Scribacchiando per me

Scribacchiando per me
il blog di un pietramelarese

sabato 31 marzo 2012

UN BORGO MODELLATO DALLA NECESSITA'

Ieri sera ho accompagnato per le anguste vie del Borgo di Pietramelara un gruppo di turisti del T.C.I. di Capua; è stata questa l’occasione per guardare quelle pietre, quei vicoli, quei manufatti con occhio meno distratto del solito. Le città, i paesi, i borghi vanno letti, soprattutto per capire chi sono stati gli autori che man mano, succedendosi nel tempo, hanno fornito contributi per il risultato che è sotto i nostri occhi: questa è la filosofia che mi ha guidato.
Molti, quasi tutti, conoscono l’episodio storico più importante che ha vissuto il nostro Borgo: il sacco con la barbara e cruenta distruzione, subita all’alba del 12 marzo 1496, ad opera delle truppe Aragonesi, con il conseguente eccidio ed il tramonto dell’intera comunità per un lasso di tempo non quantificabile; indubbiamente tale fatto ha impresso una straordinaria impronta fisica ed urbanistica che, a distanza di 5 secoli, sebbene attenuata, non si è ancora cancellata.
Tuttavia pochi si sono interrogati invece sui mille e mille microepisodi vissuti da donne e uomini nei secoli, pietramelaresi comuni, ma anch’essi autori di caratteri speciali conferiti al nostro monumento più importante.
Ogni pietra, ogni scorcio, ogni manufatto parla di loro: il forno, presente in ogni casa, nelle dimore patrizie come in quelle più modeste, permetteva di creare una riserva dell’alimento principale dell’alimentazione della gente di questi luoghi, il pane che veniva “fatto” in media una volta a settimana; in qualche casa di famiglie benestanti, poi, è possibile vedere ancora un fornetto destinato solo a riscaldare pasti e vivande, accanto a uno di dimensioni maggiori destinato, appunto, principalmente alla cottura del pane.
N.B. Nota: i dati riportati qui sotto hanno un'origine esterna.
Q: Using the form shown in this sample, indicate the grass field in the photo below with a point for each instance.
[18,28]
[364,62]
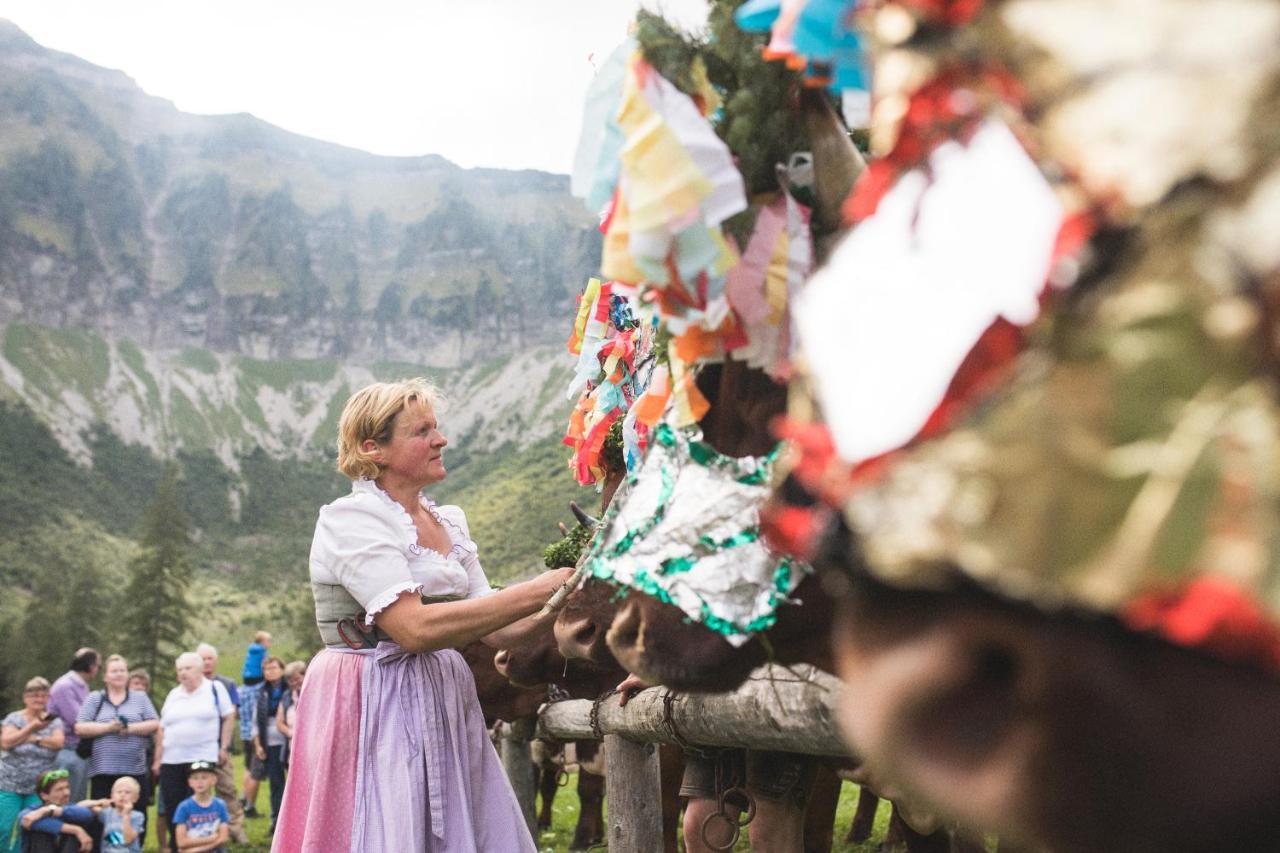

La cisterna per la raccolta delle acque piovane, delle dimensioni permesse dal caso e dal luogo, dalla presenza di eventuali cavità naturali: in talune case ne sono presenti anche due o tre. La stalla del maiale, che da direttamente sulla strada, delinea un esigenza di custodia di un animale che crescendo produceva alimenti preziosi, apportando preziose proteine e grassi a una dieta “da povera gente” basata per lo più su cereali e legumi vari.
In discorso a parte va fatto per lo spazio, una risorsa evidentemente da sfruttare con parsimonia; tale esigenza ha indotto a costruire case l’una sull’ altra determinando una tipicità unica per il nostro borgo: gli angiporti, cioè strade sormontante da case. In altre parole, lo spazio era ritenuto tanto prezioso da dover edificare anche immediatamente al disopra della sede stradale.
Il castello distrutto nel giorno del sacco, e di cui sopravvive ormai solo la torre normanna e le mura perimetrali, e che nel tempo è stato trasformato in giardino ed orto pensile.
Per concludere: un borgo modellato più dalla necessità quotidiana che dalla storia.
I nostri ospiti di Capua sono rimasti rapiti ed ammaliati da tanta millenaria bellezza, ma allo stesso tempo colpiti dal silenzio di un abbandono ineluttabile, determinato anche dalle esigenze della vita moderna; è tempo di conferire una destinazione al nostro Borgo, allo scopo di tenerlo in vita; tra qualche anno sarà troppo tardi!